Cruise’s selection to play the character onscreen caused a considerable outcry from fans of novels, many felt the 5ft 7 actor was the wrong man to play the fictional 6ft 5 book’s protagonist. Taking the height issue aside, Cruise handles himself competently onscreen, he has all the physical attributes of a great action movie star, but it’s such a shame to see his talent go so wasted with this rather tame effort.
Having watched Cruise play edgier roles in the past, noticeably in Michael Mann’s 2004 feature, Collateral, I’d hoped for something akin to that performance, while the trademark Cruise grin is nowhere to be scene, the actor is hampered with a below par, uninspired and plodding screenplay.
McQuarrie adapted the film’s screenplay along with his directorial duties on the feature, the American has obvious talent as a writer, having worked on the script for The Usual Suspects, but his work here is somewhat suspect. It’s all over the place, lurching from a gritty action movie to moments of outright comedy. One scene in particular perfectly demonstrates this problem, as Reacher investigates a suspect’s home searching for clues. He is set upon by three henchmen and the ensuing sequence would be more at home within the Three Stooges movie than in an action feature.
Cinematically there’s nothing that makes the film stand out either, with uninspiring and generic cinematography. Even its centrepiece sequence, a high-octane car chase through the darkened streets of Pittsburgh made me yearn for Nicolas Winding Refn’s 2011 cult classic, Drive.
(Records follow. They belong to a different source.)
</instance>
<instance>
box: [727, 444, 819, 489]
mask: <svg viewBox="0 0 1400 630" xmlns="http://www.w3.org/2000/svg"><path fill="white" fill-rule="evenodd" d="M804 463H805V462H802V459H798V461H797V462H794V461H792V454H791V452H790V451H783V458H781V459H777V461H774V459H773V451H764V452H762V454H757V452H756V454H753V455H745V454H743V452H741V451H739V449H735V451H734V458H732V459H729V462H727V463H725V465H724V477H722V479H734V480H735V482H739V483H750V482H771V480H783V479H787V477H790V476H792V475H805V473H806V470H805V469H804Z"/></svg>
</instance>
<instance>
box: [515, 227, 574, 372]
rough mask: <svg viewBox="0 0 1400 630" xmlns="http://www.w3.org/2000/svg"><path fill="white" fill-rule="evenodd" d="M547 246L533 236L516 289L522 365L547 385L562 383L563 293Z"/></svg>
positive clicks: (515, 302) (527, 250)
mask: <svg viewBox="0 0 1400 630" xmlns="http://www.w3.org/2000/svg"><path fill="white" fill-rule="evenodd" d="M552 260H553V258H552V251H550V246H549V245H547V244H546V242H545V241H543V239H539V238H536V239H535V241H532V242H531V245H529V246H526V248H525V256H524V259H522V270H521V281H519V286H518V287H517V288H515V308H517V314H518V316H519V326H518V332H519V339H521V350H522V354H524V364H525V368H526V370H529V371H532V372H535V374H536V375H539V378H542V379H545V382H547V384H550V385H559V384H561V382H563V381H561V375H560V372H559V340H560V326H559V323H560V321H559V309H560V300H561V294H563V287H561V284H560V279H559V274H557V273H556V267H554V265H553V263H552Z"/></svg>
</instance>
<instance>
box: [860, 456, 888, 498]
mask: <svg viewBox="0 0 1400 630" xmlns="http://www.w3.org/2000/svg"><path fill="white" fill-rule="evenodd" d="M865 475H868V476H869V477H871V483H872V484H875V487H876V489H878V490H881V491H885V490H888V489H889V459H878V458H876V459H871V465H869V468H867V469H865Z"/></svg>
Probably my biggest gripe with the feature is how criminally underdeveloped some of its characters are, in particular Werner Herzog’s mysterious character known as, The Zec. The Bavarian director was an inspired choice to portray the film’s antagonist, despite lacking any real acting credentials, Herzog has all the makings of a classic Bond villain, with his strong physical presence and Bavarian accent, it’s such a shame to see him so underused.
Overall there’s nothing inherently bad about Cruise’s latest feature, but for me there was a real sense of disappointment with the final product. With only a 12A viewing certificate the film falls into the same trap as Taken 2. Everything just felt terribly tame and far too hollywoodized, those hoping for a gritty action feature will have their hopes dampened.